In any case, people can and will and should be able to buy what they can and want if they can afford it, and resell if that’s their desire (in that sense we’re all Flippers-In-Waiting and points to the complexity of the issue – we don’t like Flippers when it’s other people, but we’re okay when it’s us). That you and I don’t like the practice is completely irrelevant. The only value on resale such a product possesses is the value we ourselves place on it by choosing to bid and buy. So, we can occasionally choose to walk away and not buy, and remember that it’s not a life-ending decision and our existence is not predicated on, nor the worth of our lives judged by, somehow missing out on this elixir. All it means is we can’t boast about having it and our social media won’t show it and no, we won’t be able to show it off to our rum club. What we will have, is more money to spend on other things, maybe even the Next Thing, and come on, tell me honestly, is any of that really so bad?
Other Notes: “Sampling Out”
Originally I had a section on the practice of “sampling out” – buying a bottle to subdivide and sell 3cl or 5cl samples to others – I had thought that the prices when all samples’ prices summed up and averaged, are statistically higher per cl than an auction-flipped bottle and so represented another form of flipping. But I needed proof, as a “feeling” was not enough.

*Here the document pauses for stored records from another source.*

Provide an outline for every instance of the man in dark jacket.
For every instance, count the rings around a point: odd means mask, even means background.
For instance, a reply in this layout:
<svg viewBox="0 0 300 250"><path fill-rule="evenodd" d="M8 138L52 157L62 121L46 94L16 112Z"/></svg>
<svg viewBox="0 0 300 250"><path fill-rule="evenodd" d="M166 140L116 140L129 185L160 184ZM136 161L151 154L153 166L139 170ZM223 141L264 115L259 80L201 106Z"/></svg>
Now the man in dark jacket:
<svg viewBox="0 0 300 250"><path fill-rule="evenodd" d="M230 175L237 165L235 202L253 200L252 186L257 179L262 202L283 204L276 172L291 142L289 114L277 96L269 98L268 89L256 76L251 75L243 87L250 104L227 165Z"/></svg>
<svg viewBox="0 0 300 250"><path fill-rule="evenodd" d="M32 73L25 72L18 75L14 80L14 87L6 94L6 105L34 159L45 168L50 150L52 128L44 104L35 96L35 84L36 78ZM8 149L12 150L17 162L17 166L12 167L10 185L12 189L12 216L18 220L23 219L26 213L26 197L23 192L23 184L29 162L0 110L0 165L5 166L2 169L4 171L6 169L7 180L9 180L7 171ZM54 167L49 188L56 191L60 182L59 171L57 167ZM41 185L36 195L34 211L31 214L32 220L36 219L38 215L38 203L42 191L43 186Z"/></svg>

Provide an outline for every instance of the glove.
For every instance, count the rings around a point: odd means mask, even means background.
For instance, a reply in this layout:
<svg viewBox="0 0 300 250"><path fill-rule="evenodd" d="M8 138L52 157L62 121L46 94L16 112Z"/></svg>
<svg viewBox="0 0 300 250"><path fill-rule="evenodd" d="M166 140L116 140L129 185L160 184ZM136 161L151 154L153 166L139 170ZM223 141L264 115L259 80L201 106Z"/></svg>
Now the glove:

I contacted some acquaintances of mine who indulged in this practice (as either buyers or sellers or both), and this and other online research showed the assumption to be inconsistent at best. Checking around for prices of samples on FB versus retail on European sites showed that it was as likely to be higher as lower and in fact, of late the trend has been one of negligible markups.

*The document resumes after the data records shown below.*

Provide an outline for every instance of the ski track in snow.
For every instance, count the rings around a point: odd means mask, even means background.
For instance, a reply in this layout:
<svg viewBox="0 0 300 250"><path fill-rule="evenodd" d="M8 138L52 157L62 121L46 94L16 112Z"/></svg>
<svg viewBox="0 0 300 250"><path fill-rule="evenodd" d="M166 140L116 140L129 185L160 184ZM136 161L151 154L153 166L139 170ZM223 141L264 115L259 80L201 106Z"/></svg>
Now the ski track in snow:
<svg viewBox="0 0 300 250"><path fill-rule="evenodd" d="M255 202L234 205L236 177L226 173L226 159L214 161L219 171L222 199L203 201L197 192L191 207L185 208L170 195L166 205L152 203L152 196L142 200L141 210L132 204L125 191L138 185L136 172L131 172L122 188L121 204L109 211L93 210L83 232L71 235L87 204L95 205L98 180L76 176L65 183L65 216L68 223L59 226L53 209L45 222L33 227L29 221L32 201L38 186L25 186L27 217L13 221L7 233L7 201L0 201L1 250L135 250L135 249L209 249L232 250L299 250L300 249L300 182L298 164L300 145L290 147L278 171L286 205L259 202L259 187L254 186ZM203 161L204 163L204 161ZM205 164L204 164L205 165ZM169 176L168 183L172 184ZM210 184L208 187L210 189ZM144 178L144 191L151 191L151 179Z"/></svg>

This was not entirely a surprise. People sample out for several reasons: to recoup the price of an expensive bottle; to share but not incur yet more costs; to make space in the cabinet; to reduce a bunch of heels taking up space or to which the SO objects (these are real reasons!); to get cash for the next halo bottle they really want; to get rid of a bottle that has some value – say, because it’s very old – but which they themselves don’t like or which isn’t real famous. Such sellers tend to be more altruistic and sell at small margins or at cost plus postage. So not really a flipping scenario at all.
Then there are those who get a hot bottle and sell samples at a hefty markup. It’s better for those with slim purses who’ll never get the whole thing and could not afford it anyway and the small size of the bottle and its relatively more affordable cost makes it attractive. It’s flipping in all but name, though.
Some good back and forth on the subject took place on the Scandinavian Rum Academy on FB for those who are interested in others’ points of view.